19. Contrairement à ce que soutient M. B, la motivation de la décision attaquée, rappelée précédemment, en sus de la citation de l'article L. 612-10 précité, atteste de la prise en compte par l'autorité préfectorale, au vu de la situation de l'intéressé, des quatre critères énoncés à l'article L. 612-10 précité. Par ailleurs, en ne retenant pas de circonstances humanitaires justifiant qu'elle ne prononce pas d'interdiction de retour à l'encontre de M. B, la préfète du Loiret n'a pas commis d'erreur manifeste d'appréciation eu égard aux considérations qui précèdent sur la durée et les conditions de séjour en France, ainsi que sur la situation familiale de l'intéressé. Enfin, en fixant la durée de cette interdiction de retour sur le territoire français à trois ans, cette autorité n'a pas entaché sa décision d'une erreur d'appréciation eu égard à ces mêmes considérations. En outre, il ne ressort ni des termes de cet arrêté, ni des autres pièces versées au dossier, que la préfète du Loiret n'aurait pas procédé à un examen particulier de la situation personnelle de l'intéressé. L'autorité préfectorale n'a davantage commis aucune erreur de droit.

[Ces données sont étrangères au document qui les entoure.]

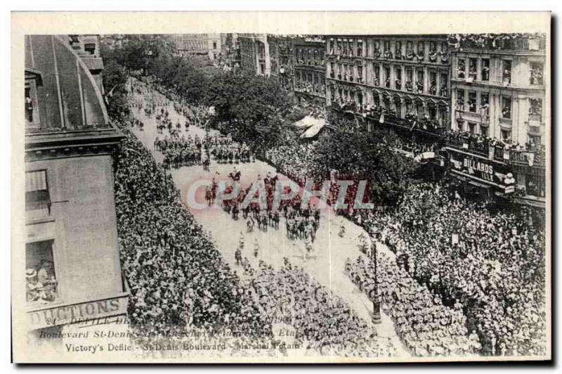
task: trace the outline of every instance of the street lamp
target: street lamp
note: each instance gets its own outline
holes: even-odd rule
[[[375,226],[369,228],[369,236],[371,238],[371,261],[374,264],[374,288],[371,291],[369,298],[373,303],[372,321],[374,324],[381,323],[381,295],[379,294],[379,276],[377,266],[377,242],[380,239],[381,233]]]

20. Il résulte de tout ce qui précède que M. B n'est pas fondé à demander l'annulation des décisions, contenues dans l'arrêté du 26 septembre 2024, par lesquelles la préfète du Loiret l'a obligé à quitter le territoire français, lui a refusé l'octroi d'un délai de départ volontaire, a fixé le pays à destination duquel il pourra être éloigné d'office et a prononcé à son encontre une interdiction de retour sur le territoire français pendant une durée de trois ans. Par voie de conséquence, ses conclusions aux fins d'injonction et d'astreinte ne peuvent qu'être rejetées.
D E C I D E :
Article 1er : La requête de M. B est rejetée.
Article 2 : Le présent jugement sera notifié à M. A B et à la préfète du Loiret.
Jugement du 3 octobre 2024.
Le magistrat désigné,
Gaëtan GIRARD-RATRENAHARIMANGA
Le greffier,
Sébastien BIRCKEL
La République mande et ordonne à la préfète du Loiret en ce qui la concerne ou à tous commissaires de justice à ce requis en ce qui concerne les voies de droit commun contre les parties privées de pourvoir à l'exécution du présent jugement.